All data --- whether read from a `zarr` store, `netCDF` file, or `intake` catalogue --- has an inherent on-disk data encoding implying a natural chunking. Let's explore the native chunking from 2 different DataSets on disk:

In [4]:
client = Client(LocalCluster(n_workers=64))
sst_native_chunk1 = xr.open_zarr(file_zarr2, chunks={}).sst  # Specifying chunks={} will load with the native (disk) chunking
sst_native_chunk2 = xr.open_zarr(file_zarr, chunks={}).sst

In [5]:
print(f"sst_native_chunk1 chunksize on disk: (time, lat, lon) = {sst_native_chunk1.data.chunksize}")
print(f"sst_native_chunk2 chunksize on disk: (time, lat, lon) = {sst_native_chunk2.data.chunksize}")

sst_native_chunk1 chunksize on disk: (time, lat, lon) = (20, 36, 3600)
sst_native_chunk2 chunksize on disk: (time, lat, lon) = (1, 1800, 3600)


After running into Problem #4, we've learned that it's probably best to make more chunks in `lat` when computing the time-variance. \
Keeping the equivalent `dask` chunk size, now let's compare how the chunk size on disk affects our computation:

In [6]:
chunk_size = {'time': 20, 'lat': 36}

Here, we match the native chunksize of the data on disk, despite maybe not being the optimal chunking (cf. Problem #4):

In [7]:
%%time
sst_chunk1 = xr.open_zarr(file_zarr2, chunks=chunk_size).isel(time=slice(0,900)).sst
sst_chunk1_mean_var = sst_chunk1.var(dim='time').mean(dim='lon').compute()

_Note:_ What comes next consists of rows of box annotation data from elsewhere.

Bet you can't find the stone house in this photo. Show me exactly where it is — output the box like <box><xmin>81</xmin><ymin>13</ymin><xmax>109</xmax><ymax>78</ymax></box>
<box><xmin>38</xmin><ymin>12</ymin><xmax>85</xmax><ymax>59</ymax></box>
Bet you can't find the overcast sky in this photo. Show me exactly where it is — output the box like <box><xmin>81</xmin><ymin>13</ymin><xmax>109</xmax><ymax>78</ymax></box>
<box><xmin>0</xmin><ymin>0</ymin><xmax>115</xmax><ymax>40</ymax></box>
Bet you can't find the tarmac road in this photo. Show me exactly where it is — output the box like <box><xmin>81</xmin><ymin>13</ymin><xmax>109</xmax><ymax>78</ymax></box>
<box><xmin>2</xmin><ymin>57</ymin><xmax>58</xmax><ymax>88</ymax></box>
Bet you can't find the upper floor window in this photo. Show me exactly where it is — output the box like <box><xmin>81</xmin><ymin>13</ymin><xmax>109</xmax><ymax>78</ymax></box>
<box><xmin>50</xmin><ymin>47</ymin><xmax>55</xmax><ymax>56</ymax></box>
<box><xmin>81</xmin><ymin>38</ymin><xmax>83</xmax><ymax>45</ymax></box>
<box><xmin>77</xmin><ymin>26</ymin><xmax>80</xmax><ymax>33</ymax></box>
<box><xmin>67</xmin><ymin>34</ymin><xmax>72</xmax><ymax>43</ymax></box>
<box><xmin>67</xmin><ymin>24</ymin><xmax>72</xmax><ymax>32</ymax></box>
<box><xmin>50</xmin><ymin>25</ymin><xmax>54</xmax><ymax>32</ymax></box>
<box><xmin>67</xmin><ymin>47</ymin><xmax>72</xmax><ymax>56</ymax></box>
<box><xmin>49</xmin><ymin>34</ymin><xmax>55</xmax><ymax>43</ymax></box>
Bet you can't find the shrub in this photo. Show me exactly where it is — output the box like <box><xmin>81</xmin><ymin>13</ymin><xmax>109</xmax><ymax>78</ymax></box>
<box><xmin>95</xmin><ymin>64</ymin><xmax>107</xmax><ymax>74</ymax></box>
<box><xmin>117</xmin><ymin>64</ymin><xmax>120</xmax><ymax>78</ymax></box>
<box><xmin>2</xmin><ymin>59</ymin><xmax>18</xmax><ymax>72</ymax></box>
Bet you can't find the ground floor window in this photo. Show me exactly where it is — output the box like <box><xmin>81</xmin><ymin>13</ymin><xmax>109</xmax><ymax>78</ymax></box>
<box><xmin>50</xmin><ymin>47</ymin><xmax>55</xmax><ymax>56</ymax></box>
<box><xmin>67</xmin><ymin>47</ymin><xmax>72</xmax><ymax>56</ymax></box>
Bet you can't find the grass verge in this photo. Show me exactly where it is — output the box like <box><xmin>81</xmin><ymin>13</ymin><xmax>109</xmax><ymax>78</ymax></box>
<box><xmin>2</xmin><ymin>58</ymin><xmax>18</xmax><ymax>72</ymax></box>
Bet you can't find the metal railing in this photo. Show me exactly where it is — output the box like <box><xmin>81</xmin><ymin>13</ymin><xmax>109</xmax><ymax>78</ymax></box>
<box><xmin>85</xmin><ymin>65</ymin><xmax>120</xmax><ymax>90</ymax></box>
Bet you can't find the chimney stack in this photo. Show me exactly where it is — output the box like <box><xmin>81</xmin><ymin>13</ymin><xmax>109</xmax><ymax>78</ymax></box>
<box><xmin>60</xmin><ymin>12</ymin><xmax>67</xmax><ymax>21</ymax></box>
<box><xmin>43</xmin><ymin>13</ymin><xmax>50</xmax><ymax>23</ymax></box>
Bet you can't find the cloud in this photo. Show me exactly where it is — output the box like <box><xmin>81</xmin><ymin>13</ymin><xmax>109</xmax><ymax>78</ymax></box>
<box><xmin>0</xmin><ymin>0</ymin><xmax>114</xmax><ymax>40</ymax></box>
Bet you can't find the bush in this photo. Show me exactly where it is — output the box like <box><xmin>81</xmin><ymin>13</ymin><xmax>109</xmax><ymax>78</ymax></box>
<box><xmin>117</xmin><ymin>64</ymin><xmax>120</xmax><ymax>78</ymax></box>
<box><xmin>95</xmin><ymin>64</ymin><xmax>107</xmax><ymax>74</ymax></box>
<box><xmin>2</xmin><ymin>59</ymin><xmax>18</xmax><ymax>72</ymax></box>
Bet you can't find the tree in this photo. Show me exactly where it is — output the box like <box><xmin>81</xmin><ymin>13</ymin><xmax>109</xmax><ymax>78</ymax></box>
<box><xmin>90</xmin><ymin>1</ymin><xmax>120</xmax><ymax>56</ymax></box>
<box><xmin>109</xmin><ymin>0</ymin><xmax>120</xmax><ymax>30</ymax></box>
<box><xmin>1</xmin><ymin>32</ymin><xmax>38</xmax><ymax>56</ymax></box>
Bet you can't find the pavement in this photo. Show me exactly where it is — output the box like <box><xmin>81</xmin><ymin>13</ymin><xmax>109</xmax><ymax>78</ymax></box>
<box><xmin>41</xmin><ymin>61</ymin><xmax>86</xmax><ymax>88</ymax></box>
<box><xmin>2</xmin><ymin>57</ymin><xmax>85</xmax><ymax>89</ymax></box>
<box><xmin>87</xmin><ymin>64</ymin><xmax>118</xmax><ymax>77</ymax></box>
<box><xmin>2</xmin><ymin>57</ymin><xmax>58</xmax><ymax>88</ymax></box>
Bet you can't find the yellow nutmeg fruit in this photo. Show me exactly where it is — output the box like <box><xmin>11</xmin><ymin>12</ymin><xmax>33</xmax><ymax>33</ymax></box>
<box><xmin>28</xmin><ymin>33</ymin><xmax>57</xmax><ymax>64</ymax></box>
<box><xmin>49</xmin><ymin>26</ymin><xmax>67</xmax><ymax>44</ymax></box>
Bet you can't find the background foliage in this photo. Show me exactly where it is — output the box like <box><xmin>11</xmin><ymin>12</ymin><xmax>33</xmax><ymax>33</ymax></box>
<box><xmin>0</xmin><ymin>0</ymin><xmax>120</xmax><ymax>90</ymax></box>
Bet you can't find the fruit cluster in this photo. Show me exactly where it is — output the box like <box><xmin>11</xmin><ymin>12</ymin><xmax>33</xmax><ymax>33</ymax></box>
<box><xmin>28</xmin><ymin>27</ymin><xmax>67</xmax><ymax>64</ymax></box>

CPU times: user 11.3 s, sys: 3.84 s, total: 15.1 s
Wall time: 12.7 s


Compare this now to the equivalent computation & chunksize, but retrieving the data from a `zarr` store with a different native chunksize:

In [8]:
%%time
sst_chunk2 = xr.open_zarr(file_zarr, chunks=chunk_size).isel(time=slice(0,900)).sst
sst_chunk2_mean_var = sst_chunk2.var(dim='time').mean(dim='lon').compute()

CPU times: user 26.7 s, sys: 10.8 s, total: 37.5 s
Wall time: 30.5 s


---
### $\implies$ Rule of Thumb #5 for Choosing Chunk Size:
Work with, not against, the natural chunking of the data on disk. \
(This should also be a consideration when saving simulation or intermediate analysis data to disk.)

If the data format is beyond your control, then often (if possible) it's better to work with the inherent chunking of the data on disk, rather than trying to optimise for your particular computation.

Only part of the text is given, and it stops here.